Le demandeur invoque, à l'appui de son pourvoi, le moyen unique de cassation annexé au présent arrêt.
Le dossier a été communiqué au procureur général.
Sur le rapport de M. Barbieri, conseiller, les observations de la SCP Jean-Philippe Caston, avocat de M. [Y], de la SCP Rocheteau et Uzan-Sarano, avocat de M. et Mme [S], après débats en l'audience publique du 23 novembre 2021 où étaient présents Mme Teiller, président, M. Barbieri, conseiller rapporteur, M. Echappé, conseiller doyen, et Mme Berdeaux, greffier de chambre,
la troisième chambre civile de la Cour de cassation, composée des président et conseillers précités, après en avoir délibéré conformément à la loi, a rendu le présent arrêt.
Faits et procédure
1. Selon l'arrêt attaqué (Amiens, 9 mai 2019), rendu sur renvoi après cassation (3e Civ.,18 janvier 2018, pourvoi n° 16-20.158), par acte du 20 décembre 2012, M. et Mme [S] ont acquis des parcelles agricoles prises à bail par M. [Y].
2. Par acte du 28 février 2013, M. et Mme [S] ont délivré à celui-ci un congé aux fins de reprise pour exploitation personnelle à effet au 28 février 2015.
3. Par requête du 29 mai 2013, M. [Y] a saisi le tribunal paritaire des baux ruraux en prorogation du bail jusqu'à l'âge de la retraite.
4. M. et Mme [S] ont demandé reconventionnellement la résiliation du bail pour défaut d'entretien et d'exploitation des biens loués.
Examen du moyen
Enoncé du moyen
5. M. [Y] fait grief à l'arrêt de rejeter sa demande de prolongation du bail jusqu'au 28 février 2021 et, en conséquence, de prononcer la résiliation du bail, alors :
« 1°/ que, pour se prononcer sur la résiliation d'un bail rural, le juge doit apprécier les manquements du preneur au jour de la demande de résiliation ; qu'en retenant, pour prononcer la résiliation du bail, des manquements de M. [Y], tels que résultant de constats d'huissiers de justice dressés les 15 juillet 2014, 22 juillet 2014 et 18 août 2015, quand la demande de résiliation avait été formée par les époux [S] le 29 novembre 2013, la cour d'appel a violé l'article L. 411-31 du code rural et de la pêche maritime ;
2°/ que, subsidiairement, la résiliation d'un bail rural prend effet au jour de la décision judiciaire qui la prononce, et non au jour du manquement qui la justifie ; qu'en toute hypothèse, en fixant la résiliation du bail rural au mois de juillet 2014, date des premiers constats des manquements de M. [Y], soit une date antérieure à celle la prononçant, la cour d'appel a violé l'article L. 411-31 du code rural et de la pêche maritime. »
Réponse de la Cour
6. En premier lieu, ayant relevé que plusieurs constats d'huissier de justice établissaient que les parcelles louées n'étaient plus travaillées ni entretenues, depuis de nombreux mois, au point que les bailleurs avaient dû procéder à des remises en état et nettoyages en raison de la présence d'une végétation non maîtrisée, de ronces encombrant les lieux et de coupes d'arbres non effectuées, la cour d'appel, qui a souverainement apprécié la gravité des manquements imputés à M. [Y] en se plaçant à la date de la demande en résiliation, a pu en déduire que celle-ci devait être prononcée.
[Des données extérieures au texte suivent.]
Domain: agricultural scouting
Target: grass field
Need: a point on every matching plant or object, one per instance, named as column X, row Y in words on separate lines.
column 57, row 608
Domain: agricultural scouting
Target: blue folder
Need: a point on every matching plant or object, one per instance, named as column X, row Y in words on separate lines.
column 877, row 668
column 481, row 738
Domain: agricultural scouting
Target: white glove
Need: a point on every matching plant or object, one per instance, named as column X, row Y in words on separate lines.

7. En second lieu, la résiliation judiciaire d'un contrat à exécution successive ne prenant pas nécessairement effet à la date de la décision qui la prononce, la cour d'appel, qui a constaté que M. [Y] avait cessé toute activité et quitté les lieux en juin 2014, a pu fixer au mois de juillet 2014 la résiliation du bail.
8. Le moyen n'est donc pas fondé.
PAR CES MOTIFS, la Cour :
REJETTE le pourvoi ;
Condamne M. [Y] aux dépens ;
En application de l'article 700 du code de procédure civile, rejette les demandes.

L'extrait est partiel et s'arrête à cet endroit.